Whether or not this strategy is sufficient to tame household debt in Korea remains to be seen, but it is an issue that authorities in Korea are not idle on.
Policy Prudence and Flexibility
In his presentation, Dr. Ree mentioned that the government of Korea has had a commendable record of fiscal prudence in recent years. He highlighted the fact that the government has consistently maintained an overall operating balance of about -1 percent of GDP, with the exception of 2009 wherein it made a large fiscal injection to boost the economy.

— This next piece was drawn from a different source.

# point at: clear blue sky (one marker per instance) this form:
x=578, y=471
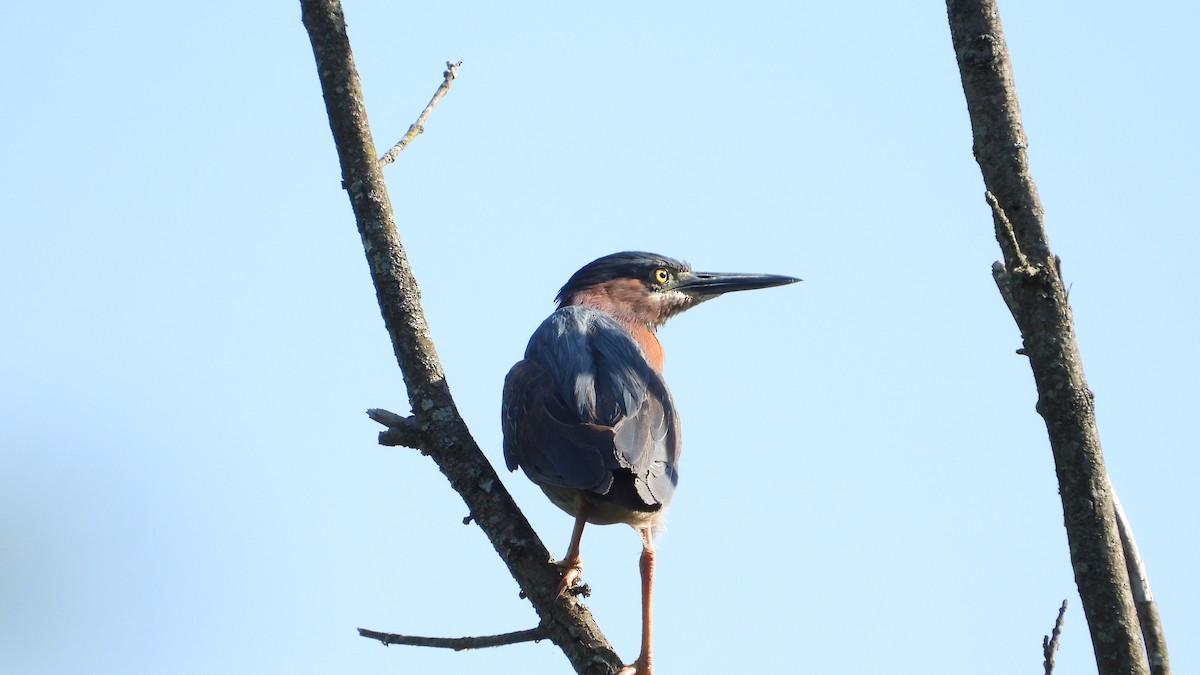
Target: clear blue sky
x=190, y=484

In 2012, in order to maintain this operating balance and remain fiscally neutral (i.e. not withdrawing or injecting) the government took up a strategy of frontloading the budget in the first half of the year: shifting spending and investments towards early in the year, but without changing the actual size of the budget. Although small fiscal packages were eventually delivered later on in the year (i.e. June 28, Sept. 10), this shows that the government has carefully worked to maneuver fiscal policies around economic hurdles, while avoiding actions with potentially dramatic consequences.

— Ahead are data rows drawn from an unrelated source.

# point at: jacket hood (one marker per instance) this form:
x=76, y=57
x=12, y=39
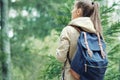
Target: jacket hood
x=85, y=23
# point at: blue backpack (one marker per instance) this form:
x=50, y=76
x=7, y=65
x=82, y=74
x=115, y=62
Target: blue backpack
x=90, y=60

In addition to policy prudence, Korea, unlike other economies of the world, also has ample flexibility to further adjust fiscal and monetary policies. In terms of short term fiscal policy, Korea is in a safe position to increase spending given that its debt was only 34 percent of GDP in 2011. Korea’s level of debt – even in comparison to Germany, a country known for fiscal prudence that had a debt to GDP ratio of above 80 percent in 2011 – is very low. However, long term fiscal policy in Korea should bear in mind the country’s aging population and anticipate large amounts of spending on social security needs in the future.

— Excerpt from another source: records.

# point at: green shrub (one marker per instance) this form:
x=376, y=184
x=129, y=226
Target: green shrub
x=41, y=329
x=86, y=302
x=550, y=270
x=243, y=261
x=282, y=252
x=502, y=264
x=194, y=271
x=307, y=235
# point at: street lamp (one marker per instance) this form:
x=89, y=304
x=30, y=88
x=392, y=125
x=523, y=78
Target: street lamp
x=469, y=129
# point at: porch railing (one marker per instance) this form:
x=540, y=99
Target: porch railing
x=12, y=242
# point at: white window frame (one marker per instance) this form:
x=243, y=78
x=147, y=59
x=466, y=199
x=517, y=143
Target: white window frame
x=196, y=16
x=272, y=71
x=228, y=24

In terms of monetary policy, Korea is again in a position to do more if necessary. In the EU, the benchmark interest rate has remained around 1 percent since the latter half of 2009 and recently dipped below 1 percent. In the United States and Japan, rates have hovered around 0 percent since 2009. In contrast, Korea’s key interest rate currently stands at 3 percent, which was recently lowered from around 3.25 percent. While this rate is already accommodative, Korea’s central bank can make additional interest rate cuts if necessary, whereas the EU, United States, and Japan do not have much room to do so.
In light of Dr. Ree’s presentation it is clear that his consultations with the government of Korea show that authorities are taking an active role in carefully steering its economy through the current period by taking measures to improve its overall position and fortify any weaknesses. If the global economy improves, Korea will hopefully see its policies and improvements pay off; but if the economy does not, then at least Korea has room to increase the role of fiscal and monetary policies.
Seongjin James Ahn is a Visiting Fellow with the Korea Economic Institute. The views expressed here are his own.